Let me be completely clear here: by making these decisions, Oracle screwed people. By implementing them with no advance warning, Oracle screwed people harder.
The consequence of this is that Oracle has lost my trust. I can't really trust companies that blatantly and abruptly screw people, because someday they may screw us in a similarly charming way. (We are mostly but not entirely unaffected by all of the Oracle changes, at least so far. The need to add that provisio is a demonstration of the problem.)
If you can't trust Oracle any more, Solaris stops being a stable platform to build things on top of. Who knows when the next change to patch entitlement will come along, for example, or what it will be? Even if your existing systems are covered by some grandfather clause, being unable to deploy new systems is a crippling limitation in many environments.

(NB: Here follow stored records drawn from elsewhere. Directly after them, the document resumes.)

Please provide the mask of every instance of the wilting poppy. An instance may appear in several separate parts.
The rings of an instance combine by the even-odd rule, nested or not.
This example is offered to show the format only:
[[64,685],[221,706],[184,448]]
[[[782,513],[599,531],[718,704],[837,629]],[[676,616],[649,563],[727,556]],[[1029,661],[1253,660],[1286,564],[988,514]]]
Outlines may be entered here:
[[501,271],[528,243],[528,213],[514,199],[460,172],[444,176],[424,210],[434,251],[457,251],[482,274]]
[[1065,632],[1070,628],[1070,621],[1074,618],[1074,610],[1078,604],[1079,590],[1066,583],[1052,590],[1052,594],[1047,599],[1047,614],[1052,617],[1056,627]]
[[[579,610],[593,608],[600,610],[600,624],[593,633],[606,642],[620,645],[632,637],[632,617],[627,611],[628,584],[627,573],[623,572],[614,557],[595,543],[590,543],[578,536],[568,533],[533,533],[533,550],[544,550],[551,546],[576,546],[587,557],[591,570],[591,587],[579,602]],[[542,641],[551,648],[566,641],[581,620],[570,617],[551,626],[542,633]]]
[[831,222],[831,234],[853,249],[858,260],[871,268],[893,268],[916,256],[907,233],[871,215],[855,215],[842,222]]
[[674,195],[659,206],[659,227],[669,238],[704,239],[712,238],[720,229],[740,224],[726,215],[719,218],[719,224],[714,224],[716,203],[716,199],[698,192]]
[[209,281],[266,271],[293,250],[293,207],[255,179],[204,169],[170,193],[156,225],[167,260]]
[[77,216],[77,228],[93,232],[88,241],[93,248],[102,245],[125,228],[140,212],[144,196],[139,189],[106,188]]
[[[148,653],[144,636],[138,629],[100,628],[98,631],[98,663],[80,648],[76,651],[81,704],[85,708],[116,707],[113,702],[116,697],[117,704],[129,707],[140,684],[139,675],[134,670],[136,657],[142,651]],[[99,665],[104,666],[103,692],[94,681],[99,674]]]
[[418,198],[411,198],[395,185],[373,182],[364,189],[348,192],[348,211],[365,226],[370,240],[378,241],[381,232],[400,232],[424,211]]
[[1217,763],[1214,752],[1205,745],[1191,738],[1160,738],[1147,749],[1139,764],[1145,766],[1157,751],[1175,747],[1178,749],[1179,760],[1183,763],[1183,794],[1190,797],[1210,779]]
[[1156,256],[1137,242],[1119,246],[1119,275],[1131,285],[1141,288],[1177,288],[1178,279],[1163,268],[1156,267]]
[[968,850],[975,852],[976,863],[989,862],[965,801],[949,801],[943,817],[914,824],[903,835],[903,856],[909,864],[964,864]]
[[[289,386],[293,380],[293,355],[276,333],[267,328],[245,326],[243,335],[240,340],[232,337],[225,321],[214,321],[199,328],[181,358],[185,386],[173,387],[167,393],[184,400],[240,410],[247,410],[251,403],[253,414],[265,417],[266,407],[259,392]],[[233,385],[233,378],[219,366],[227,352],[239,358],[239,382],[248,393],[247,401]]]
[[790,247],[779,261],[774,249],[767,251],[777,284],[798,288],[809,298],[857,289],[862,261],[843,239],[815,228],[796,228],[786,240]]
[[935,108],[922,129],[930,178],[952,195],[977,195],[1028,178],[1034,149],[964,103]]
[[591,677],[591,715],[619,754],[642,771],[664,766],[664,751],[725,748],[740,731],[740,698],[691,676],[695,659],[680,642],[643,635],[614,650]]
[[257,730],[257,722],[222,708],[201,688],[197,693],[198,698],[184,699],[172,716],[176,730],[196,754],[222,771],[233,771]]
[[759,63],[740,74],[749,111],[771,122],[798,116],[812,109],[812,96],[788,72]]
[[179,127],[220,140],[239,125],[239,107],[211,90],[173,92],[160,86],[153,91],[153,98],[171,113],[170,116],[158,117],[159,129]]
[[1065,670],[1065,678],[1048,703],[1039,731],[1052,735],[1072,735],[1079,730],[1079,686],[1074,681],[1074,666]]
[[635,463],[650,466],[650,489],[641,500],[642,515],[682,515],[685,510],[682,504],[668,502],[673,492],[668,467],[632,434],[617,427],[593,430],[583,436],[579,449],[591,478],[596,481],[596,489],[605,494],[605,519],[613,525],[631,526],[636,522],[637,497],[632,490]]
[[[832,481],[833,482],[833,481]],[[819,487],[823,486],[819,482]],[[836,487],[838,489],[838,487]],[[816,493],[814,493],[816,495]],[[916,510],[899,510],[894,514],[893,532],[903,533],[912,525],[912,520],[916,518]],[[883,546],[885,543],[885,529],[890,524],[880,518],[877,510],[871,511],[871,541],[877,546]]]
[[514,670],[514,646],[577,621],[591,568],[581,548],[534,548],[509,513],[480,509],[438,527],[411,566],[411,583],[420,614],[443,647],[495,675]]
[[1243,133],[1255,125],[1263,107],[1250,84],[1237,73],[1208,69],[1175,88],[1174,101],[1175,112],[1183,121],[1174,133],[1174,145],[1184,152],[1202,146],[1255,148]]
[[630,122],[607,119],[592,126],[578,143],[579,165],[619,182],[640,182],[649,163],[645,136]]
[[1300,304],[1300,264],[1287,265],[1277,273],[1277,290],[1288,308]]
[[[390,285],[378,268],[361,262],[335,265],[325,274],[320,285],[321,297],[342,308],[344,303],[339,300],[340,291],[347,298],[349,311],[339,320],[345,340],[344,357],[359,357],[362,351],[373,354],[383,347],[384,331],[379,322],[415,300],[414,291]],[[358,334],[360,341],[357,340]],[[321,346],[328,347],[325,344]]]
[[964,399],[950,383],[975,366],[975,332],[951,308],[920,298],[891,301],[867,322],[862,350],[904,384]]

(You may still choose to build things on top of Solaris, but now you are clearly taking a risk and I happen to think that it's a not insignificant one. It may still be worth it, or you may be stuck in a situation where you have no real choice, but either way people are not likely to enjoy the experience very much.)
Sidebar: how Oracle's decisions screw people
If you were running Solaris on non-Sun hardware, the new need for a support contract in order to stay secure plus your inability to get a support contract on non-Sun hardware has left you very screwed.
If you were running Solaris on Sun hardware, the surprise need to budget a potentially significant chunk of money as an ongoing yearly cost may have left you screwed. This is especially likely to be the case at universities, where it is much easier to get one-time money (to buy the hardware) than to get ongoing money (to buy the service) and researchers do not necessarily have any extra unallocated money sitting around that they can spend freely.
(If this was not a surprise, you could bundle some years of support into the one time purchase price of the hardware (this is common with one time grant funding money). But surprise ongoing money? That's quite hard to come up with, even with grant funding.)